Das Gleiche gilt für Bescheidenheit. Ihre Bescheidenheit wird wahrscheinlich als falsch interpretiert, wenn sie Ihrem derzeitigen Erfolg zuwiderläuft. Wenn die Leute einen Hintergedanken hinter Ihrer falschen Bescheidenheit erkennen können, werden sie weniger von Ihnen halten.

Was ist, wenn man sehr erfolgreich ist, sich aber wirklich bescheiden fühlt? Wie kann man Demut zeigen, ohne dass es wie falsche Demut wirkt?
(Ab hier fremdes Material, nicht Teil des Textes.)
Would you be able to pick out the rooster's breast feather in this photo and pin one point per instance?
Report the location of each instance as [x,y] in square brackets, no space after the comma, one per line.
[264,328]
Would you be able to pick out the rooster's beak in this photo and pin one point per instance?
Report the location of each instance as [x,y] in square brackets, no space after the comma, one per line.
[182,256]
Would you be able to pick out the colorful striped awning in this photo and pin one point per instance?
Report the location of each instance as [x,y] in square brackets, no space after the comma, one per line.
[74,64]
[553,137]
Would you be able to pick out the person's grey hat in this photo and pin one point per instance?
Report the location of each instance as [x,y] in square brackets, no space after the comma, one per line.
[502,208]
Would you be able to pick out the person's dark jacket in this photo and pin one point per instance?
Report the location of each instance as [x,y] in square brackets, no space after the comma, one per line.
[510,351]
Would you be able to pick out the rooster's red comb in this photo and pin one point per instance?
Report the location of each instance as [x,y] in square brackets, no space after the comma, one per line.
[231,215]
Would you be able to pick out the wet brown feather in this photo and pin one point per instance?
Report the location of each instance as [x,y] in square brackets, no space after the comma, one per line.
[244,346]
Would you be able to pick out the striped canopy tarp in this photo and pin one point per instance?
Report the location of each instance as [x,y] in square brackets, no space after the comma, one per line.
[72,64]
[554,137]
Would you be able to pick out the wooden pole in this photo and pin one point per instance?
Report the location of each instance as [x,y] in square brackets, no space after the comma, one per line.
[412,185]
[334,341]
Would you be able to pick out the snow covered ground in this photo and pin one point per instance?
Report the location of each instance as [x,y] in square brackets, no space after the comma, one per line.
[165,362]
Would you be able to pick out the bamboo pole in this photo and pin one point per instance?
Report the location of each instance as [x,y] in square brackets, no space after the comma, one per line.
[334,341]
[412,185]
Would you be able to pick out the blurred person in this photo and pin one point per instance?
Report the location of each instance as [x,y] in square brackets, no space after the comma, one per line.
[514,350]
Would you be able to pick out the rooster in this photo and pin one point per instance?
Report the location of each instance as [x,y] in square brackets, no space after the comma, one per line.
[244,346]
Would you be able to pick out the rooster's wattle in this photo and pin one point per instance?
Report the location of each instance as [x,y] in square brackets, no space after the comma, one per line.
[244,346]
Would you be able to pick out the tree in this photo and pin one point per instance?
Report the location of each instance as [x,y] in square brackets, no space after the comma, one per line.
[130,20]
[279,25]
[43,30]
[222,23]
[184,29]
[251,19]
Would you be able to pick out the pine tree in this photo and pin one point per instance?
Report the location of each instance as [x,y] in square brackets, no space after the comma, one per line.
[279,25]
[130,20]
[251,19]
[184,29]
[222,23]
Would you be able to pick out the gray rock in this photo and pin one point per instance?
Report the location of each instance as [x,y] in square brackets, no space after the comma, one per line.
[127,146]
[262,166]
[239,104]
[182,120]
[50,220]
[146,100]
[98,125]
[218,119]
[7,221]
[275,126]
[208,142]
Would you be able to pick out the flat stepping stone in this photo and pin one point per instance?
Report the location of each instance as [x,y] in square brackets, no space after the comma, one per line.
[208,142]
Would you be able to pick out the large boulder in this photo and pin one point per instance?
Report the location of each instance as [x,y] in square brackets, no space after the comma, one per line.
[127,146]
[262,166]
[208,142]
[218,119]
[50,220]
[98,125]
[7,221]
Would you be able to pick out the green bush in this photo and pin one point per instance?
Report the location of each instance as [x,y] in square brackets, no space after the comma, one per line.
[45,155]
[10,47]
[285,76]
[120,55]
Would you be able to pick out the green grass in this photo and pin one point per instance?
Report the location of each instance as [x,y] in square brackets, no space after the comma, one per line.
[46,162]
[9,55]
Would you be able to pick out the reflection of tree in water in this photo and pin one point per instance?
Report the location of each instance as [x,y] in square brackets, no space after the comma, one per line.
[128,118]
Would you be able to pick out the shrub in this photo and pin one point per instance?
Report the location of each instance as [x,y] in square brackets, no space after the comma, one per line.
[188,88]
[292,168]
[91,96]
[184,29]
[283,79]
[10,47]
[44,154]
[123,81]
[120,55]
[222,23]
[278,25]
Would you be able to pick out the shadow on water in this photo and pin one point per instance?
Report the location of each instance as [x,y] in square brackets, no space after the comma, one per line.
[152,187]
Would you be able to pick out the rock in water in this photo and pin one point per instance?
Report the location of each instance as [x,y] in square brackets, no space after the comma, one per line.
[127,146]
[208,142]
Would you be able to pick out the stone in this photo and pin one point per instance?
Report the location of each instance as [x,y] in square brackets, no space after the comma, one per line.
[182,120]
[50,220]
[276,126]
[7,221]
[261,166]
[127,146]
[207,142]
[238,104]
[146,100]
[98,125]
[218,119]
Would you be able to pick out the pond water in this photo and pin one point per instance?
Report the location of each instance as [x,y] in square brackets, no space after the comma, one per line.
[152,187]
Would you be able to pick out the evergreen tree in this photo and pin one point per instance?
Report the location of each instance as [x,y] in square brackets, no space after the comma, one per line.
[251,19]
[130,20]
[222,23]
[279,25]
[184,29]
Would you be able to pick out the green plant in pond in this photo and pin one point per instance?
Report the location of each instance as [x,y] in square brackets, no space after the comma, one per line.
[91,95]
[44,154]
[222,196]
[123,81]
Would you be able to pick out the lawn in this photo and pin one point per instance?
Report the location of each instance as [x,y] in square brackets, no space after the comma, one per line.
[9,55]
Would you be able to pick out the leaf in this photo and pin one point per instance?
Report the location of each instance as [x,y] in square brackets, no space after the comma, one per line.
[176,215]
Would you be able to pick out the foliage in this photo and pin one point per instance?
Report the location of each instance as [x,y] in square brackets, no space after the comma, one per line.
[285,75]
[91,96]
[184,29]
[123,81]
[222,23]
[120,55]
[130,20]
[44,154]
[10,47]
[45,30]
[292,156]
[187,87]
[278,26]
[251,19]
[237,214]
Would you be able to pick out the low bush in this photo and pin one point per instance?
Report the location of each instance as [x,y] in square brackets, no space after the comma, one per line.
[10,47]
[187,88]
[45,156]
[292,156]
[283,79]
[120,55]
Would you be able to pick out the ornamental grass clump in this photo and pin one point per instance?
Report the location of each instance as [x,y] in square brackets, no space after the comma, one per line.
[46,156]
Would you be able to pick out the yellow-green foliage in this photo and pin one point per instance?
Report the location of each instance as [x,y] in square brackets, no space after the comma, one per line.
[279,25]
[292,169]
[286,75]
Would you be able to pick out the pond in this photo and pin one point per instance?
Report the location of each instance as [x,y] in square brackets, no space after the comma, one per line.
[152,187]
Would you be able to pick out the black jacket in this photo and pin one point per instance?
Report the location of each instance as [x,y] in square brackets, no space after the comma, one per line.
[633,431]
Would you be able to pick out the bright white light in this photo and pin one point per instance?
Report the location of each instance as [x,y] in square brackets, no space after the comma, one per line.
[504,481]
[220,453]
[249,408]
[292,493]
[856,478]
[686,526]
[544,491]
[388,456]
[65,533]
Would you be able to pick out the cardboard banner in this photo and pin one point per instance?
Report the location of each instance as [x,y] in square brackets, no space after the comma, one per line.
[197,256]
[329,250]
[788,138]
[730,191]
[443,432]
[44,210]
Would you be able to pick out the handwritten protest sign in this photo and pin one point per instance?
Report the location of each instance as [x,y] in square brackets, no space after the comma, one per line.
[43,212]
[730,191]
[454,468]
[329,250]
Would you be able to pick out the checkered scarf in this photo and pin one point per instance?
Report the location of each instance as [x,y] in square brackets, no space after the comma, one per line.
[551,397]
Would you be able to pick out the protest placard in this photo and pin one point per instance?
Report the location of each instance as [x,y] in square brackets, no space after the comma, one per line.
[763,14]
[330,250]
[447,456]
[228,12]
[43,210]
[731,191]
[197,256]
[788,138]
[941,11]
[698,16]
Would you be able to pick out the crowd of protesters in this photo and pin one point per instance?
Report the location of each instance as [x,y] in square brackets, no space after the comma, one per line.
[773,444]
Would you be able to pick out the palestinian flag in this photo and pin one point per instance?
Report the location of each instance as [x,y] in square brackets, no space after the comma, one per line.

Ich würde sagen: Stehen Sie zu Ihrem Erfolg, ohne andere herabzusetzen. Es ist verlockend, andere herabzusetzen, wenn man erfolgreich ist, um die Kluft zwischen ihnen und Ihnen hervorzuheben. Nur diejenigen, die ihre sozialen Fähigkeiten wirklich beherrschen, können vermeiden, in diese Falle zu tappen.

Referenzen

  1. Steinmetz, J., Sezer, O., & Sedikides, C. (2017). Impression mismanagement: People as inept self-presenters. Kompass Sozial- und Persönlichkeitspsychologie , 11 (6), e12321.
  2. McMullin, I. (2013): Bescheidenheit. Internationale Enzyklopädie der Ethik , 1-6.
  3. Akhtar, S. (2018): Demut. Die amerikanische Zeitschrift für Psychoanalyse , 78 (1), 1-27.

Thomas Sullivan

Jeremy Cruz ist ein erfahrener Psychologe und Autor, der sich der Erforschung der Komplexität des menschlichen Geistes widmet. Mit einer Leidenschaft für das Verständnis der Feinheiten menschlichen Verhaltens engagiert sich Jeremy seit über einem Jahrzehnt aktiv in Forschung und Praxis. Er hat einen Ph.D. in Psychologie an einer renommierten Institution, wo er sich auf kognitive Psychologie und Neuropsychologie spezialisierte.Durch seine umfangreiche Forschung hat Jeremy einen tiefen Einblick in verschiedene psychologische Phänomene entwickelt, darunter Gedächtnis, Wahrnehmung und Entscheidungsprozesse. Seine Expertise erstreckt sich auch auf den Bereich der Psychopathologie, wobei der Schwerpunkt auf der Diagnose und Behandlung psychischer Störungen liegt.Jeremys Leidenschaft für den Wissensaustausch veranlasste ihn, seinen Blog „Understanding the Human Mind“ zu gründen. Durch die Zusammenstellung einer Vielzahl psychologischer Ressourcen möchte er den Lesern wertvolle Einblicke in die Komplexität und Nuancen menschlichen Verhaltens vermitteln. Von zum Nachdenken anregenden Artikeln bis hin zu praktischen Tipps bietet Jeremy eine umfassende Plattform für alle, die ihr Verständnis des menschlichen Geistes verbessern möchten.Zusätzlich zu seinem Blog widmet Jeremy seine Zeit auch dem Unterrichten von Psychologie an einer renommierten Universität und fördert den Geist angehender Psychologen und Forscher. Sein engagierter Lehrstil und sein authentischer Wunsch, andere zu inspirieren, machen ihn zu einem hoch angesehenen und gefragten Professor auf diesem Gebiet.Jeremys Beiträge zur Welt der Psychologie gehen über die akademische Welt hinaus. Er hat zahlreiche Forschungsarbeiten in angesehenen Fachzeitschriften veröffentlicht, seine Ergebnisse auf internationalen Konferenzen präsentiert und zur Entwicklung der Disziplin beigetragen. Mit seinem starken Engagement für die Weiterentwicklung unseres Verständnisses des menschlichen Geistes inspiriert und bildet Jeremy Cruz weiterhin Leser, angehende Psychologen und Forscherkollegen auf ihrem Weg zur Entschlüsselung der Komplexität des Geistes aus.